İLERİ SÜRÜLEN İSTİNAF SEBEPLERİ: Davacı vekili, taraf markaları arasında benzerlik bulunmadığını, dava konusu markaların görsel ve anlamsal olarak çok farklı olup, taraf markaları arasında iltibas tehlikesi olmadığını, ayrıca dava konusu markanın müvekkili şirket yetkilisi … …’nin soyadı olup aynı zamanda Şirketin ticaret unvanı olduğunu, taraf şirketlerin danışmanlık hizmeti verdiklerini ve verdikleri hizmet bakımından daha üst düzey ve bilinçli bir gruba hizmet sunduklarını ileri sürerek, ilk derece mahkemesi kararının kaldırılmasını ve davanın kabulüne karar verilmesini istemiştir.
Davalı … vekili, davacının markası ile davalının redde mesnet markaları arasında görsel, işitsel, kavramsal düzeyde ilişkilendirilme ihtimali de dâhil olmak üzere karıştırmaya yol açabilecek derecede benzerlik bulunduğunu, ayrıca, başvuru kapsamında yer alan ve reddedilen mal ve hizmetlerle aynı ve aynı tür mal ve hizmetlerin kısmi ret gerekçesi markaların tescil kapsamında yer aldığını ileri sürerek, ilk derece mahkemesi kararının kaldırılmasını ve davanın reddine karar verilmesini istemiştir.

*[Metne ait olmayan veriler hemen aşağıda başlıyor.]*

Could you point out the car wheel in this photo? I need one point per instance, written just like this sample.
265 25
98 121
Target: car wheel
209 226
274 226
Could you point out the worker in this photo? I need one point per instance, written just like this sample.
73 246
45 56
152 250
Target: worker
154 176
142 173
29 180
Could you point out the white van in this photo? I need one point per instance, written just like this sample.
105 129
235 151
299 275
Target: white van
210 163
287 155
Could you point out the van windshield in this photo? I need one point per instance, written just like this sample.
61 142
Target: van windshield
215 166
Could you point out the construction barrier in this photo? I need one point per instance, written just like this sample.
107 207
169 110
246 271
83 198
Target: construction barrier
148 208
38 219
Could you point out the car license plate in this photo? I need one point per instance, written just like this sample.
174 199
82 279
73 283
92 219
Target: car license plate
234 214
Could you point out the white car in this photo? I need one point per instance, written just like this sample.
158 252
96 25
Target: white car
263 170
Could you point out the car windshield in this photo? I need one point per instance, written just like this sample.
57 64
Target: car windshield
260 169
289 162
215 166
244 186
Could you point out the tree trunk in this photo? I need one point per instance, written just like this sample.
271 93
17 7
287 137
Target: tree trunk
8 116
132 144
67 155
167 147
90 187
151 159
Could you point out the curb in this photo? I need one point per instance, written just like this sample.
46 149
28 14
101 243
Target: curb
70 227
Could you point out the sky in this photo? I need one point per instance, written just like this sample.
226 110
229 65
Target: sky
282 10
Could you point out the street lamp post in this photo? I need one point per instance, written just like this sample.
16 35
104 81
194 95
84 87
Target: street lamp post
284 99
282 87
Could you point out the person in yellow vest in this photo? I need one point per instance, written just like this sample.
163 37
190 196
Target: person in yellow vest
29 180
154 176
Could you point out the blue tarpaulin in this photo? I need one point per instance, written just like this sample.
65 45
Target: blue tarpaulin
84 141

GEREKÇE : Dava, YİDK kararının iptali istemine ilişkindir.
İnceleme, 6100 sayılı HMK’nın 355. madde hükmü uyarınca istinaf dilekçesinde belirtilen sebeplerle sınırlı olarak ve kamu düzenine aykırı hususların olup olmadığı gözetilerek yapılmıştır.
Dosya kapsamı, mevcut delil durumu ve ileri sürülen istinaf sebepleri dikkate alındığında mahkemenin vakıa ve hukuki değerlendirmesinde usul ve esas yönünden yasaya aykırılık bulunmadığı, “…+şekil” ibareli başvuru ile redde mesnet “…” ibareli markalar arasında 6769 sayılı SMK’nın 6/1 maddesi anlamında ortalama alıcılar nezdinde görsel ve işitsel olarak bıraktıkları genel izlenim itibariyle ilişkilendirilme ihtimalini de içerecek şekilde karıştırılma tehlikesinin bulunduğu, zira marka işaretlerinin yalnızca 3. harflerinin farklı olduğu ve söz konusu harflerin telaffuzları da gözetildiğinde bu farklılığın, dava konusu başvuruya yeterli ayırt ediciliği sağlamadığı, başvuru kapsamından çıkarılan 35. sınıf “İş yönetimi, idaresi ve bu konular ile ilgili danışmanlık, muhasebe ve mali müşavirlik hizmetleri, personel işe yerleştirme, işe alma, personel seçimi, personel temini hizmetleri, ithalat-ihracat acente hizmetleri, geçici personel görevlendirme (başkası adına fatura yatırma, vergi yatırma, trafik işlemleri gibi iş takibi) hizmetleri” ile redde mesnet markaların kapsamlarında yer alan mal ve hizmetler arasında benzerlik olmadığı, bu yönden dava konusu YİDK kararının yerinde bulunmadığı, bunun dışında kalan mal ve hizmetler yönünden ise emtia benzerliğine ilişkin koşulun da gerçekleştiği anlaşılmakla, davacı vekilinin ve davalı…vekilinin istinaf başvurularının esas yönünden reddine dair hüküm kurmak gerekmiştir.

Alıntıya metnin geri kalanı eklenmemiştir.